On the question of the  legality of bombing Cameron appears to be saying that he has been asked to bomb Syria, just like Iraq, so that’s ok then.  Apparently once again, like my own adventure, he has had as much regard to the legality of his actions as I had when I was nine.  He also appears to be saying that it would be legal because it would be self-defence although it seems an awful long way to go to defend oneself.  I’m not sure I could have argued self-defence if I had waited for those boys to climb down from the trees.

Cameron obviously wants it to look like he has learnt the lessons of Iraq, which appears to mean he won’t dismantle the Syrian state when he wins, and presumably he has the agreement of 70,000 moderates for this entirely moderate strategy of leaving the apparatus of the ruthless Assad dictatorship in place so it can oversee the introduction of a democratic regime, just like in Britain.

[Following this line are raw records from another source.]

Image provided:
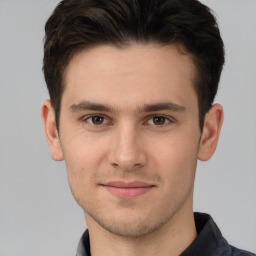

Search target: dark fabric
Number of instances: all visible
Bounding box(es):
[76,213,256,256]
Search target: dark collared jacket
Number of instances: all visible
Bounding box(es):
[76,213,256,256]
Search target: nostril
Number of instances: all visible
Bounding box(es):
[112,163,118,168]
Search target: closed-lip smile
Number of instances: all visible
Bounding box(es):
[102,181,155,199]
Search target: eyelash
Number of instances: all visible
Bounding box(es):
[82,114,174,128]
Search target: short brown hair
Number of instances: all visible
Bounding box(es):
[43,0,224,129]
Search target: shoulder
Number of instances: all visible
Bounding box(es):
[230,246,256,256]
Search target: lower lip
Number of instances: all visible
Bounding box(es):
[104,186,153,199]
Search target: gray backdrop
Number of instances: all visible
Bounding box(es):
[0,0,256,256]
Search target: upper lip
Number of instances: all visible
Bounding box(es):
[104,181,154,188]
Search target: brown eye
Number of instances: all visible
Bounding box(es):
[152,116,166,125]
[88,116,105,125]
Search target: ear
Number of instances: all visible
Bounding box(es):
[41,100,64,161]
[198,104,224,161]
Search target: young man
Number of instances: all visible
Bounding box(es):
[42,0,254,256]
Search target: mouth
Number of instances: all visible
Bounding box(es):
[102,181,155,199]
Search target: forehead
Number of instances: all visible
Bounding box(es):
[63,44,198,111]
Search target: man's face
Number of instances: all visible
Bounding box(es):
[56,44,200,236]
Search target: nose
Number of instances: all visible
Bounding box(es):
[109,125,147,171]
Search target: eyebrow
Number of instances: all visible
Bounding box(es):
[69,101,185,113]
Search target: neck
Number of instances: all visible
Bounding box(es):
[86,210,197,256]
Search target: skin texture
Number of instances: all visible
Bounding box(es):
[42,44,223,256]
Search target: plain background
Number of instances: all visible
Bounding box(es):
[0,0,256,256]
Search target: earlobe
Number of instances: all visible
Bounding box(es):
[198,104,224,161]
[41,100,64,161]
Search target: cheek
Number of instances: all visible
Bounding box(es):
[151,133,199,187]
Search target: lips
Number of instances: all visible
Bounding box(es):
[103,181,155,199]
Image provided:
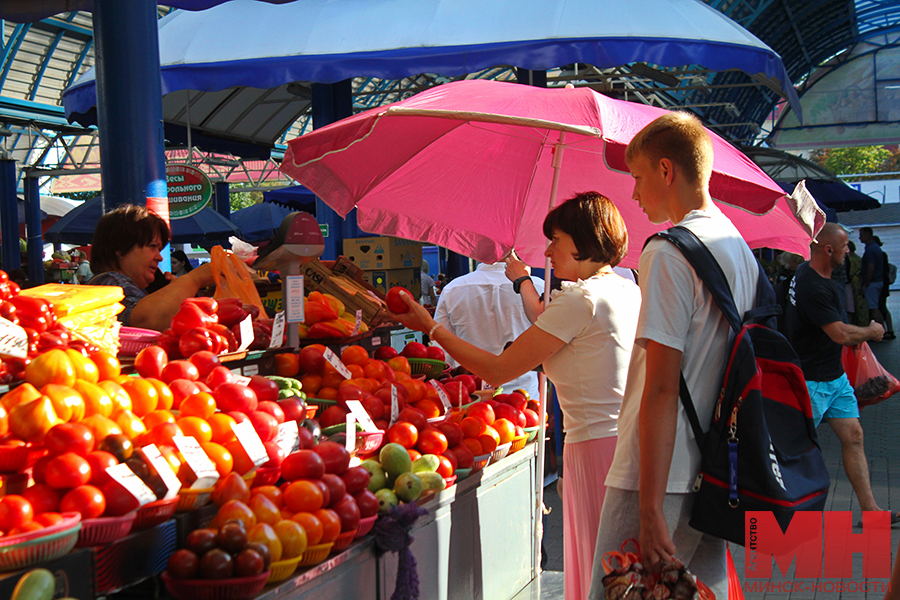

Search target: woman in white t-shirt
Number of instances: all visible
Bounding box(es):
[391,192,641,600]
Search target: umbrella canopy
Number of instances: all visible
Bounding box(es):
[44,196,241,244]
[281,80,824,266]
[231,202,291,242]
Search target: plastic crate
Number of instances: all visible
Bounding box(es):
[353,515,378,539]
[131,496,179,531]
[408,358,447,379]
[75,510,137,548]
[162,571,270,600]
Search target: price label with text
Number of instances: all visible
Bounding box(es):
[106,463,156,506]
[428,379,450,413]
[172,435,219,490]
[231,421,269,467]
[141,444,181,500]
[275,419,300,456]
[323,348,353,379]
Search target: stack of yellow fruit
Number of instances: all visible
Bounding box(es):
[21,283,125,356]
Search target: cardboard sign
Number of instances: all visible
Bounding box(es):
[172,435,219,490]
[0,318,28,358]
[231,421,269,467]
[323,348,353,379]
[141,444,181,500]
[106,463,156,506]
[269,310,284,348]
[237,315,255,352]
[275,419,300,456]
[428,379,450,413]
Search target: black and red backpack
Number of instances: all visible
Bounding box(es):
[656,227,831,545]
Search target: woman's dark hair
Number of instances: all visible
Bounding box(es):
[544,192,628,267]
[171,250,194,272]
[91,204,169,273]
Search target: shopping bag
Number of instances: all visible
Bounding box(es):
[210,246,266,315]
[841,342,900,406]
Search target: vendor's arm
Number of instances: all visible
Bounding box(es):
[129,263,214,331]
[638,340,682,567]
[503,250,544,323]
[388,292,565,387]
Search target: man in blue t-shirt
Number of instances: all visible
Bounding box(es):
[785,223,900,525]
[859,227,884,327]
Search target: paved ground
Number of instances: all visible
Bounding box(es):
[517,292,900,600]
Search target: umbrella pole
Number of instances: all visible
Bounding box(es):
[531,131,566,590]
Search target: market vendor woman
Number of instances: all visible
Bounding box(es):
[89,204,213,331]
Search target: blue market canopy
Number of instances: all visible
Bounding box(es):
[44,196,241,245]
[63,0,796,154]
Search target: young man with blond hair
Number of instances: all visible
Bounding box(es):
[590,112,759,599]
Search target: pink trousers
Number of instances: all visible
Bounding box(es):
[562,437,616,600]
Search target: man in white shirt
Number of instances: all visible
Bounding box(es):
[590,112,758,599]
[434,262,544,398]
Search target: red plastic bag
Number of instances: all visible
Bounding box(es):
[841,342,900,406]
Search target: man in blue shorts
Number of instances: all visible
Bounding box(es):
[785,223,900,525]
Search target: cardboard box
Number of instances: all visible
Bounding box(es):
[365,267,422,300]
[344,237,422,270]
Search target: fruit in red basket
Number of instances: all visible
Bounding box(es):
[44,423,94,456]
[297,346,326,375]
[44,452,91,489]
[0,494,34,531]
[166,548,200,579]
[373,346,400,361]
[312,442,350,475]
[213,383,259,414]
[281,450,325,481]
[184,528,218,556]
[59,485,106,519]
[425,346,447,361]
[200,548,234,579]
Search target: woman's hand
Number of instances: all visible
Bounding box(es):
[386,292,436,333]
[503,250,531,281]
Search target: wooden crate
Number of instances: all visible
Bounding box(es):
[301,260,385,327]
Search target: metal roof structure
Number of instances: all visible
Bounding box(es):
[0,0,900,192]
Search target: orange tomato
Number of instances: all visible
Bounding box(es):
[91,350,122,381]
[175,416,212,444]
[341,346,369,367]
[313,508,341,544]
[200,442,234,477]
[291,512,324,546]
[179,392,216,420]
[283,479,326,512]
[122,377,159,417]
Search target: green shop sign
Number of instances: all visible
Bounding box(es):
[166,165,213,219]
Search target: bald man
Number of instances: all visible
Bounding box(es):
[785,223,900,525]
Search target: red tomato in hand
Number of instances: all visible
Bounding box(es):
[384,285,412,315]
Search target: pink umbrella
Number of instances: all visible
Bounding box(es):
[281,80,824,267]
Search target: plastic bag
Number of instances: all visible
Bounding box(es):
[841,342,900,406]
[210,246,266,315]
[602,539,716,600]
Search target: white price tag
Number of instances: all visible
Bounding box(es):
[344,412,356,452]
[172,435,219,490]
[269,310,284,348]
[323,348,353,379]
[238,315,254,352]
[275,420,300,456]
[428,379,450,413]
[0,318,28,358]
[390,386,400,425]
[347,400,378,433]
[106,463,156,506]
[141,444,181,500]
[231,421,269,467]
[350,309,362,335]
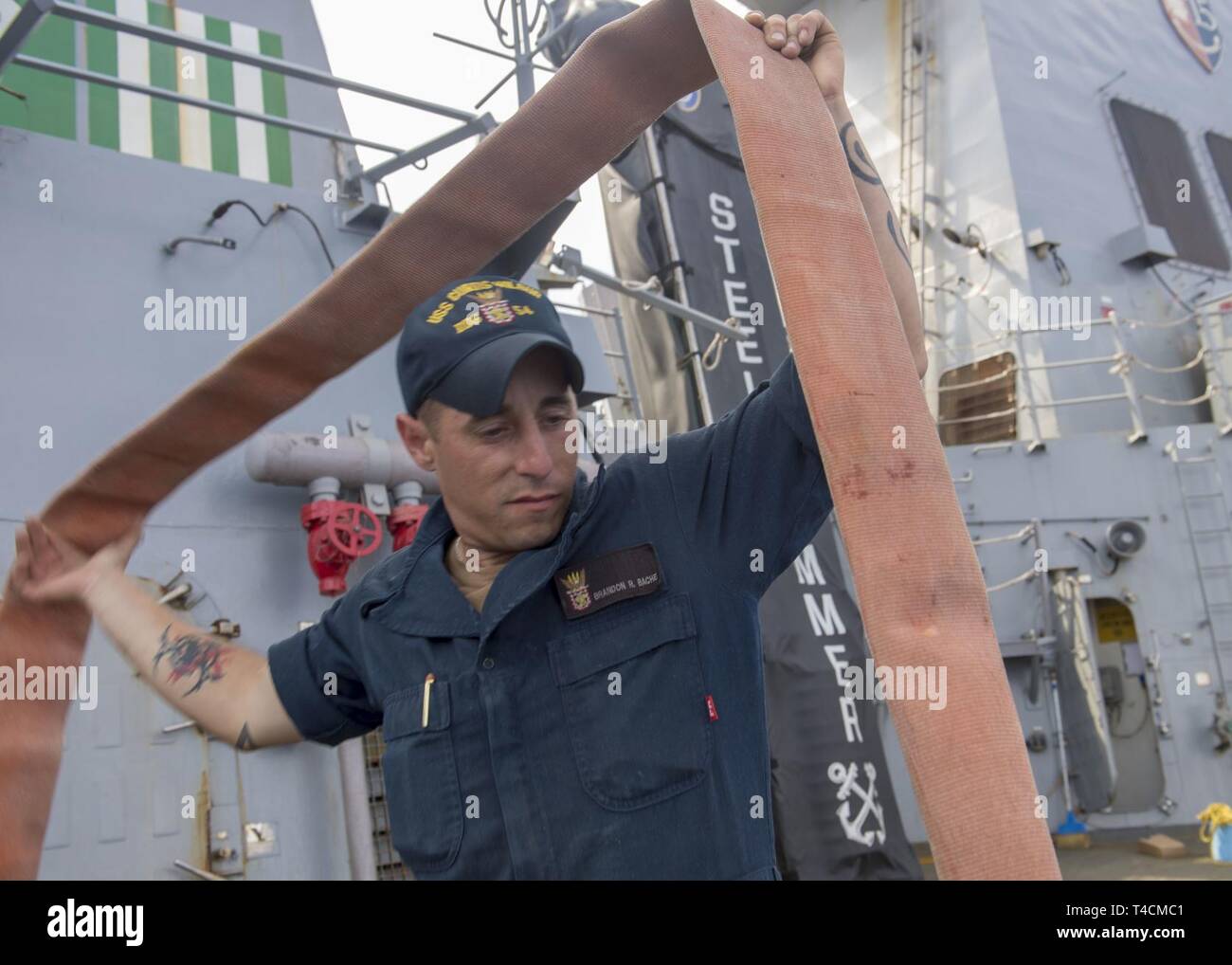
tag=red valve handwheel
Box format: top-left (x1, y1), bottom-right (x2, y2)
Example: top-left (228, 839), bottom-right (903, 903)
top-left (325, 502), bottom-right (381, 559)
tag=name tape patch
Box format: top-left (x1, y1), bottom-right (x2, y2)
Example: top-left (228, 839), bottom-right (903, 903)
top-left (555, 542), bottom-right (662, 620)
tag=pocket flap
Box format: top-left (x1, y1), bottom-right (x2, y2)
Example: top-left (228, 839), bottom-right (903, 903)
top-left (549, 592), bottom-right (698, 686)
top-left (383, 681), bottom-right (450, 743)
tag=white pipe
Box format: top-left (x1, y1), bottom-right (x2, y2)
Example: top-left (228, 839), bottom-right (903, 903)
top-left (244, 432), bottom-right (441, 496)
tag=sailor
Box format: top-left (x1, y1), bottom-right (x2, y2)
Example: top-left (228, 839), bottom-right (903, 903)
top-left (15, 13), bottom-right (915, 880)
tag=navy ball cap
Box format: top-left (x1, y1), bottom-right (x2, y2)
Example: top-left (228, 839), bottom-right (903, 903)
top-left (398, 275), bottom-right (586, 418)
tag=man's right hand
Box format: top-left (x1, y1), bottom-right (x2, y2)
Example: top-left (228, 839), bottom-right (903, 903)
top-left (12, 517), bottom-right (142, 603)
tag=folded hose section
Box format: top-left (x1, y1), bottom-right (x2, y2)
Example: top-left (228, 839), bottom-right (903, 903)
top-left (0, 0), bottom-right (1059, 878)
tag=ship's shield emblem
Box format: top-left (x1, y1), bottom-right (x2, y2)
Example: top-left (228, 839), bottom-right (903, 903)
top-left (476, 291), bottom-right (514, 325)
top-left (1159, 0), bottom-right (1223, 70)
top-left (564, 570), bottom-right (590, 610)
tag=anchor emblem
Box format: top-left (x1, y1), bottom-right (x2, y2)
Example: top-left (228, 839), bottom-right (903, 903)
top-left (826, 760), bottom-right (886, 847)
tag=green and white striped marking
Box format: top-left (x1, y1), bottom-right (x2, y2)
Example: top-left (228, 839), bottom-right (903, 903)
top-left (0, 0), bottom-right (291, 185)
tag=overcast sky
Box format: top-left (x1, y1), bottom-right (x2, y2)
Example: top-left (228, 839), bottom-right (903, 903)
top-left (313, 0), bottom-right (749, 300)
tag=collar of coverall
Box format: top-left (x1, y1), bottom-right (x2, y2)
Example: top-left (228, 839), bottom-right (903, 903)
top-left (361, 465), bottom-right (607, 637)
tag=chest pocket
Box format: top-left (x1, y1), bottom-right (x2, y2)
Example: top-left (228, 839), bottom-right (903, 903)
top-left (381, 681), bottom-right (462, 871)
top-left (549, 592), bottom-right (712, 810)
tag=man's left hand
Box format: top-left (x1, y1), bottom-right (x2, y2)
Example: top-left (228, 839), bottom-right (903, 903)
top-left (744, 9), bottom-right (842, 107)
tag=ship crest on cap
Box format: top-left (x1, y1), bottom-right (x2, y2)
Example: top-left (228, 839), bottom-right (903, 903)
top-left (475, 291), bottom-right (514, 325)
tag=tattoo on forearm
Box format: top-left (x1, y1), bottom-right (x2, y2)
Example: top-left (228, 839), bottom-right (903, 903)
top-left (839, 120), bottom-right (912, 267)
top-left (154, 624), bottom-right (226, 697)
top-left (886, 209), bottom-right (912, 267)
top-left (839, 120), bottom-right (881, 185)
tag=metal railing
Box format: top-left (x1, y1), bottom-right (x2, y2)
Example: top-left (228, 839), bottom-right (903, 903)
top-left (933, 293), bottom-right (1232, 451)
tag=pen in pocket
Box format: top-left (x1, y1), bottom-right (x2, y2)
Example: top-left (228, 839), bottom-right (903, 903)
top-left (423, 673), bottom-right (436, 727)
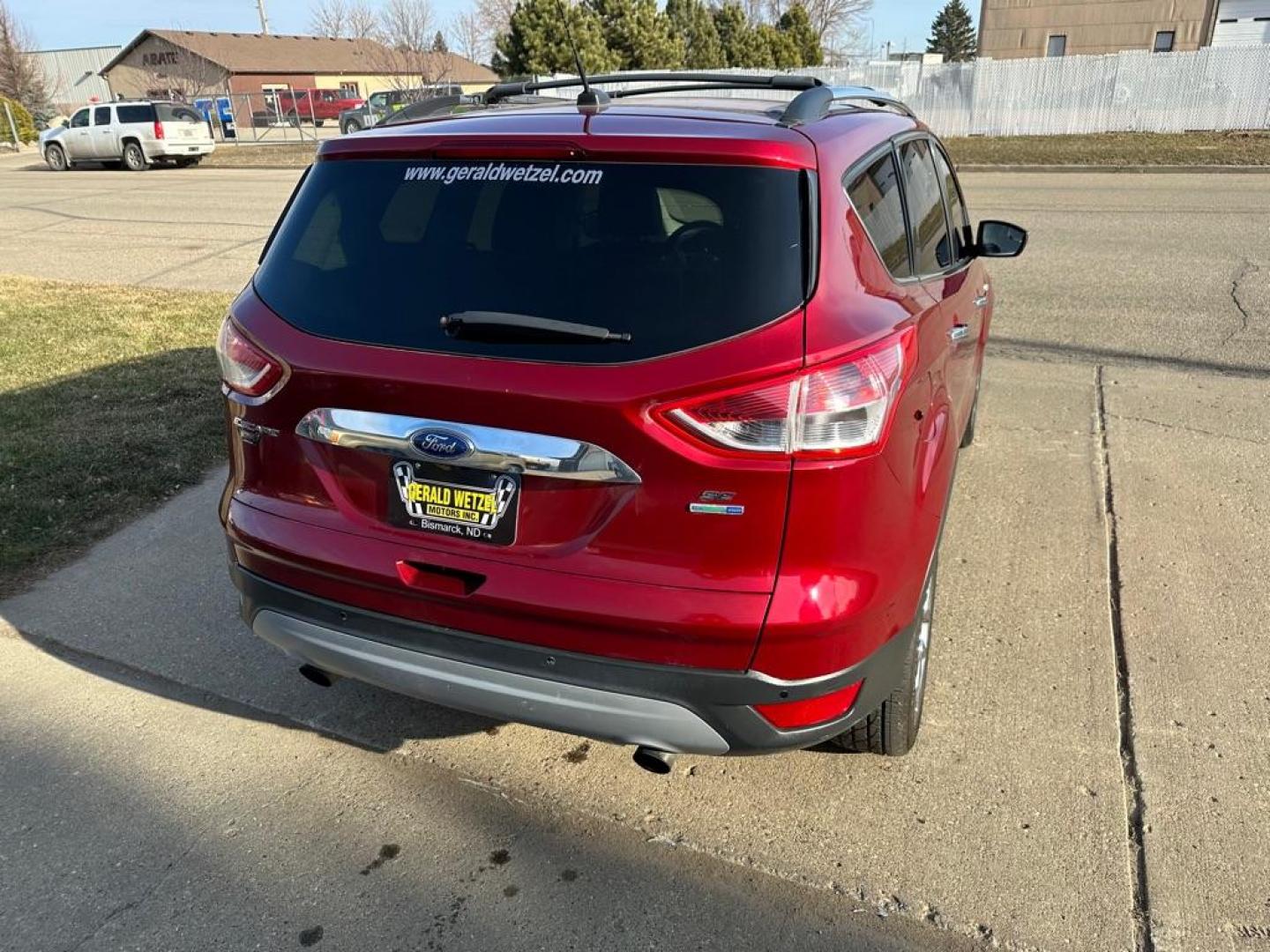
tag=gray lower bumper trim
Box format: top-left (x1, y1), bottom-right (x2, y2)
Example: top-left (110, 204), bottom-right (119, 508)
top-left (253, 609), bottom-right (728, 754)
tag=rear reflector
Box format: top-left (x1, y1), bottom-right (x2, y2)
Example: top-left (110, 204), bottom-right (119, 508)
top-left (216, 317), bottom-right (286, 404)
top-left (754, 681), bottom-right (863, 731)
top-left (663, 328), bottom-right (915, 458)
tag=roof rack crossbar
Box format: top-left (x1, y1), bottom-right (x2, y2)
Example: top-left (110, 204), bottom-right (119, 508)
top-left (781, 86), bottom-right (917, 126)
top-left (485, 72), bottom-right (828, 103)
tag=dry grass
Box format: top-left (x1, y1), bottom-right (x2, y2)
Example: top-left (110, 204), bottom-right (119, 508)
top-left (945, 132), bottom-right (1270, 167)
top-left (0, 275), bottom-right (230, 595)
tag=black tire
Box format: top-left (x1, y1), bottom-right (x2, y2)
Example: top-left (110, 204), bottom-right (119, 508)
top-left (833, 559), bottom-right (938, 756)
top-left (122, 142), bottom-right (146, 171)
top-left (44, 142), bottom-right (71, 171)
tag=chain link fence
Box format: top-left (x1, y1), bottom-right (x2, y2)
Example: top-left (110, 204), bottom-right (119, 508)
top-left (553, 46), bottom-right (1270, 136)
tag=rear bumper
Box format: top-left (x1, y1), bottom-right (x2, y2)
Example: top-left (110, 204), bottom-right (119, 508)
top-left (146, 139), bottom-right (216, 159)
top-left (230, 565), bottom-right (910, 754)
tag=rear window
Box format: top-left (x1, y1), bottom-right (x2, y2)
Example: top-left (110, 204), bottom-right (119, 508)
top-left (847, 152), bottom-right (913, 278)
top-left (255, 160), bottom-right (803, 363)
top-left (155, 103), bottom-right (203, 123)
top-left (115, 106), bottom-right (155, 122)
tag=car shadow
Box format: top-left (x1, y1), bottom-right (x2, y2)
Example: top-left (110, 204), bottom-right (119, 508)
top-left (0, 348), bottom-right (497, 750)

I don’t actually think I have a parallel piece of idiocy for this in my own youthful experience.  I did on occasion come out with stupid answers in class but not one I can recall as divorced from the facts of the question as this.

I’m fully aware that my own juvenile adventure may seem to have absolutely no bearing on what is an infinitely more serious matter.  It’s just that if the arguments Cameron has for going to war are as facile and inane as these then the comparison is at least imperfectly valid.  A more perfect parallel would have involved me in something much more seriously misdirected and with much graver consequences.

Of course the potential deaths of countless people, for we can be certain the deaths of Syrians won’t be counted, is not a joke, except that saying something is a joke can have a much more mordant meaning.

The case put forward for bombing Syria is miserable and wretched. Only a fool could believe it.  It is cynical and malevolent, entirely befitting its proposer and supporters, and the idea that this is some sort of issue of ‘conscience’ is as devoid of conviction as the case for war itself.  Ridicule is of course not enough but sometimes it seems apposite when the arguments one faces appear so inappropriate and so grossly unequal to the issues at stake.